Al mismo tiempo, sin embargo, este enfoque también priva a la historia de Reymont y a sus personajes de intensidad narrativa, sufrimiento y pasión. La amarga pobreza, que se menciona de pasada, se disuelve en un placer brillante y artístico, al igual que la historia de amor y sufrimiento de padre e hijo y, sobre todo, de Jagna. Es cierto que los momentos de transición en la vida de los protagonistas -la fiesta de la col, la boda, las estaciones- se convierten en impresionantes símbolos de la vida sencilla en apenas unas pinceladas. Pero el sentimiento, las emociones, que siempre son centrales en la obra de Reymont, están casi completamente ausentes.

Aunque la versión cinematográfica también se reserva el derecho de no emitir juicios morales, esto a menudo parece artificioso e insuficientemente narrado, especialmente en la cruel escena final, que recuerda a Zorba, el Griego de Nikos Kazantzakis y a la versión cinematográfica de Michael Cacoyannis. Porque, por supuesto, no es cierto que la envidia y el resentimiento que conlleva vivir en una constante incertidumbre económica (y política) no sean más que una reacción al autoempoderamiento de una mujer joven y a sus fuertes sentimientos. Más bien, es el conjunto social lo que es relevante y lo que hace que las personas sean lo que eran con Reymont y lo que siguen siendo hoy, en circunstancias económicas y políticas muy similares. Aunque la novela nos habla de esto, la adaptación cinematográfica no lo hace. Esto es una pena y siempre molesta, porque lo que queda no es más que el esqueleto de una densa obra maestra literaria.

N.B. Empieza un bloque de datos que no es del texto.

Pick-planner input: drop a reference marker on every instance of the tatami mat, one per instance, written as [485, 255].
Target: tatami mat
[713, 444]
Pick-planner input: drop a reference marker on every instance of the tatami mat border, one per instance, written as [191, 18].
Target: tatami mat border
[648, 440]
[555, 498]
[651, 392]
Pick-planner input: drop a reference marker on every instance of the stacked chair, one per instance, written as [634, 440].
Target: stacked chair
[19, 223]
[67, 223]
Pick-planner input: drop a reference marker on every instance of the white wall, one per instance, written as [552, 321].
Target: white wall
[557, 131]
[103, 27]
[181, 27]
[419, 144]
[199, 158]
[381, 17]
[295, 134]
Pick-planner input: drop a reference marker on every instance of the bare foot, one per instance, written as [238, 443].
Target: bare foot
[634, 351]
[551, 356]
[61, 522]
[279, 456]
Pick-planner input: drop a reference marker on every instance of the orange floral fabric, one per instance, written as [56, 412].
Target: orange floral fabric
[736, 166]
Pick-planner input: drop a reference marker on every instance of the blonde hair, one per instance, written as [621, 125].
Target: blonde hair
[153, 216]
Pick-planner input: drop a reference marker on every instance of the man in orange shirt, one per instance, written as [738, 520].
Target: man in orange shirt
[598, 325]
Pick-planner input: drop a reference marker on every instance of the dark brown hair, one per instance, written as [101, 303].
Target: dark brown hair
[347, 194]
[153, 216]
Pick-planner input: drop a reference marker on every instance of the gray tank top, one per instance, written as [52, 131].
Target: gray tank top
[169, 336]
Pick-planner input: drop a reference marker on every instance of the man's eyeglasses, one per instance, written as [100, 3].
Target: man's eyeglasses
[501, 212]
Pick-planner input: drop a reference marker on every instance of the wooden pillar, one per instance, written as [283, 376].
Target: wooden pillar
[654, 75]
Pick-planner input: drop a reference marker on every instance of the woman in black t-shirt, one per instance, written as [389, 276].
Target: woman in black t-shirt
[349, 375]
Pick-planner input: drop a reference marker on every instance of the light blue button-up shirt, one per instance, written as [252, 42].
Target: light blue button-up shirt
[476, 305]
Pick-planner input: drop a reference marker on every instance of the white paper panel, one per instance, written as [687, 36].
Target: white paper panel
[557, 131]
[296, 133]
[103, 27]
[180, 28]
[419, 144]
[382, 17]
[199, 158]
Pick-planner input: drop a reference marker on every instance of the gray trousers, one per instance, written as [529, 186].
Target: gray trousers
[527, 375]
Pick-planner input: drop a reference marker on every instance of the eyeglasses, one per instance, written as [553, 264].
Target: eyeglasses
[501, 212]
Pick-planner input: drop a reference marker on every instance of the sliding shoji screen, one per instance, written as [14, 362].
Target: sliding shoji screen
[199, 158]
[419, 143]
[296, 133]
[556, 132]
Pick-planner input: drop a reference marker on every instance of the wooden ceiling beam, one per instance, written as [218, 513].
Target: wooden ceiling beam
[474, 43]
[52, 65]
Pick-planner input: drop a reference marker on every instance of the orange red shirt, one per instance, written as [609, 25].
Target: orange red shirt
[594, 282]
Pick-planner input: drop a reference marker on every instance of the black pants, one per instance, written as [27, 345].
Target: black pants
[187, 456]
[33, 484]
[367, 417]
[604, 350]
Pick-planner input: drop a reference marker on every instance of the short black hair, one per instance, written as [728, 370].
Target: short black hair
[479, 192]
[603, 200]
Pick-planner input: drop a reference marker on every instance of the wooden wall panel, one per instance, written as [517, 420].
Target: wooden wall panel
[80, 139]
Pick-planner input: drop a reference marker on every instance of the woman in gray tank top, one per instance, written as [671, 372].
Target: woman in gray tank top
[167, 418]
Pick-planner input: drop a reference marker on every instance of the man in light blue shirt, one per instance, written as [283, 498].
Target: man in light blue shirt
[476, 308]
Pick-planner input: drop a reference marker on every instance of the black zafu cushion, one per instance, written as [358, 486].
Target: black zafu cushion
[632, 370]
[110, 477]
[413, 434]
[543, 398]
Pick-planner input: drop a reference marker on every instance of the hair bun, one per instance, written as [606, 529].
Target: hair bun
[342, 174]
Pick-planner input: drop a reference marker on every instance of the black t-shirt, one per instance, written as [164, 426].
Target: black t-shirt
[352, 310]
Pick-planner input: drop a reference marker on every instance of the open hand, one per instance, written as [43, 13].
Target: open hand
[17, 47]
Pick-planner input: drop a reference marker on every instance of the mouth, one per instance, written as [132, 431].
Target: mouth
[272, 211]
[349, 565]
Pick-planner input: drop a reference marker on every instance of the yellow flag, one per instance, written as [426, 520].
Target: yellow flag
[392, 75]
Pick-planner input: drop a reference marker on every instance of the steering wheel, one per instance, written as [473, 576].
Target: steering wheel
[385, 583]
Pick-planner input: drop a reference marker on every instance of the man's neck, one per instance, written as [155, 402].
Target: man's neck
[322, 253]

Sin embargo, si se olvida la novela original o no se conoce, entonces la ambiciosa adaptación cinematográfica de Dorota Kobiela y Hugh Welchman convence por completo, porque la forma en que aquí las animaciones primero acompañan y luego llevan el marco narrativo del temprano autoempoderamiento femenino e incluso conducen a un oscuro clímax, al final es casi como el lenguaje convertido en película y un momento tan embriagador como esclarecedor.